Published online Jul 7, 2022. doi: 10.3748/wjg.v28.i25.2900
Peer-review started: February 21, 2022
First decision: April 5, 2022
Revised: April 8, 2022
Accepted: May 28, 2022
Article in press: May 28, 2022
Published online: July 7, 2022
Processing time: 133 Days and 5.2 Hours
Gastric cancer (GC) is the fourth leading cause of cancer-related death. The occurrence and development of GC is a complex process involving multiple biological mechanisms. Although traditional regulation modulates molecular functions related to the occurrence and development of GC, the comprehensive mechanisms remain unclear. Ultraconserved region (UCR) refers to a genome sequence that is completely conserved in the homologous regions of the human, rat and mouse genomes, with 100% identity, without any insertions or deletions, and often located in fragile sites and tumour-related genes. The transcribed UCR (T-UCR) is transcribed from the UCR and is a new type of long noncoding RNA. Recent studies have found that the expression level of T-UCRs changes during the occurrence and development of GC, revealing a new mechanism underlying GC. Therefore, this article aims to review the relevant research on T-UCRs in GC, as well as the function of T-UCRs and their regulatory role in the occurrence and development of GC, to provide new strategies for GC diagnosis and treatment.
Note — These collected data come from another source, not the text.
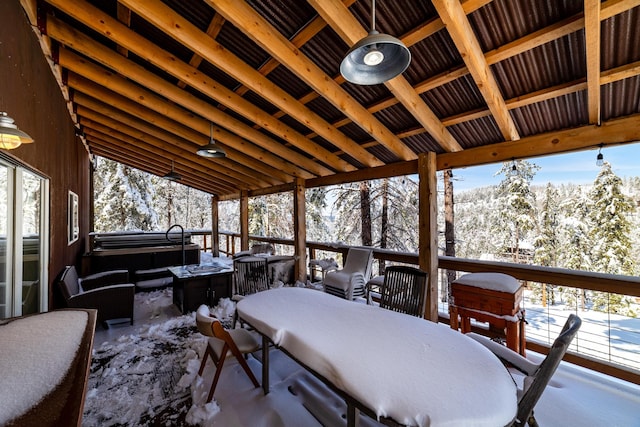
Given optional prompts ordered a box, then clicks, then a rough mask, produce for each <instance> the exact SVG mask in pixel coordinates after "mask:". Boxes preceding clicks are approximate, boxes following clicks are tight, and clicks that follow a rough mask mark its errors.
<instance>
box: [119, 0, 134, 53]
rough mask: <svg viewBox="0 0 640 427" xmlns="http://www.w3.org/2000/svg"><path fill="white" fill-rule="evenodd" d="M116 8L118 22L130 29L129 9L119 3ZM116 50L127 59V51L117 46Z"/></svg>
mask: <svg viewBox="0 0 640 427" xmlns="http://www.w3.org/2000/svg"><path fill="white" fill-rule="evenodd" d="M116 7H117V11H116V15H117V17H118V21H120V22H122V23H123V24H124V25H126V26H127V27H130V26H131V9H129V8H128V7H126V6H124V5H123V4H122V3H120V2H118V4H117V5H116ZM116 50H117V51H118V53H119V54H120V55H122V56H124V57H125V58H128V57H129V51H128V50H127V48H126V47H124V46H120V45H118V46H116Z"/></svg>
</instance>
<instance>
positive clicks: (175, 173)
mask: <svg viewBox="0 0 640 427" xmlns="http://www.w3.org/2000/svg"><path fill="white" fill-rule="evenodd" d="M163 178H164V179H168V180H169V181H180V180H181V179H182V175H180V174H179V173H178V172H176V171H174V170H173V160H171V172H167V174H166V175H165V176H163Z"/></svg>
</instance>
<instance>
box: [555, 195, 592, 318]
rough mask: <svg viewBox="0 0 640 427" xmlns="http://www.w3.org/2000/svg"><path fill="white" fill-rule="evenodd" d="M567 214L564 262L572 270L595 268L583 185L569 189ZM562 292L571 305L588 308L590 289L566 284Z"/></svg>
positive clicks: (585, 198)
mask: <svg viewBox="0 0 640 427" xmlns="http://www.w3.org/2000/svg"><path fill="white" fill-rule="evenodd" d="M560 211H561V212H562V214H563V218H564V219H563V221H562V224H561V230H562V231H561V236H562V238H563V241H564V244H562V245H561V247H562V249H563V250H562V251H561V252H560V257H559V259H560V266H561V267H564V268H568V269H571V270H584V271H589V270H590V269H591V240H590V236H589V229H590V225H589V223H588V217H589V205H588V203H587V202H586V198H585V196H584V191H583V189H582V187H576V188H573V189H572V191H568V192H567V198H566V199H565V200H564V202H563V203H561V204H560ZM561 295H562V297H563V299H564V300H565V301H566V303H567V304H568V305H569V306H570V307H576V308H578V307H579V308H581V309H582V310H585V309H586V297H587V296H586V292H585V291H584V290H583V289H572V288H564V287H563V288H562V289H561Z"/></svg>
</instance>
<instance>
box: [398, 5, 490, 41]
mask: <svg viewBox="0 0 640 427" xmlns="http://www.w3.org/2000/svg"><path fill="white" fill-rule="evenodd" d="M492 1H493V0H464V1H462V2H461V3H462V9H464V13H466V14H467V15H468V14H470V13H473V12H475V11H476V10H478V9H480V8H481V7H483V6H486V5H487V4H489V3H491V2H492ZM441 30H444V23H443V22H442V19H440V18H439V17H438V18H434V19H432V20H431V21H429V22H426V23H424V24H422V25H420V26H418V27H417V28H414V29H413V30H411V31H409V32H408V33H406V34H405V35H403V36H402V37H399V39H400V40H401V41H402V43H404V44H405V46H407V47H411V46H413V45H414V44H416V43H418V42H421V41H422V40H424V39H426V38H427V37H431V36H432V35H434V34H435V33H437V32H438V31H441Z"/></svg>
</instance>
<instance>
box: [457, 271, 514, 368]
mask: <svg viewBox="0 0 640 427" xmlns="http://www.w3.org/2000/svg"><path fill="white" fill-rule="evenodd" d="M451 296H452V301H451V302H450V303H449V317H450V325H451V328H452V329H456V330H457V329H459V328H460V329H461V331H462V333H467V332H471V319H472V318H473V319H476V320H477V321H479V322H486V323H489V325H490V327H491V328H495V329H498V330H500V331H503V333H504V334H505V336H506V339H507V347H509V348H510V349H511V350H513V351H515V352H517V353H520V354H521V355H522V356H525V348H526V337H525V321H524V309H521V308H520V305H521V302H522V287H520V288H519V289H518V290H517V291H516V292H514V293H510V292H500V291H495V290H491V289H484V288H479V287H475V286H470V285H463V284H461V283H456V282H453V283H452V284H451Z"/></svg>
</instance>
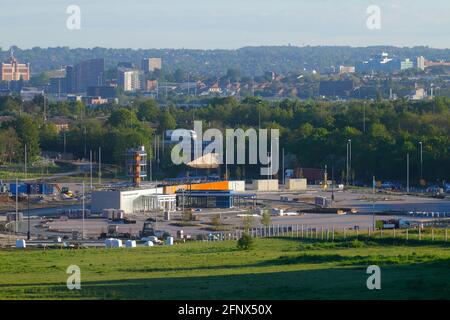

Core Tip: Transcribed ultraconserved region (T-UCR) is abnormally expressed in gastric cancer (GC) cells and tumors. It has been found that a variety of T-UCR affects downstream genes and related pathways, and plays a regulatory role in the proliferation, migration and invasion of GC. However, there are few relevant reviews, and this paper aims to review the related studies of T-UCR in GC. And the function of T-UCR and its regulatory role in the occurrence and development of GC, thus providing a new strategy for the diagnosis and treatment of GC.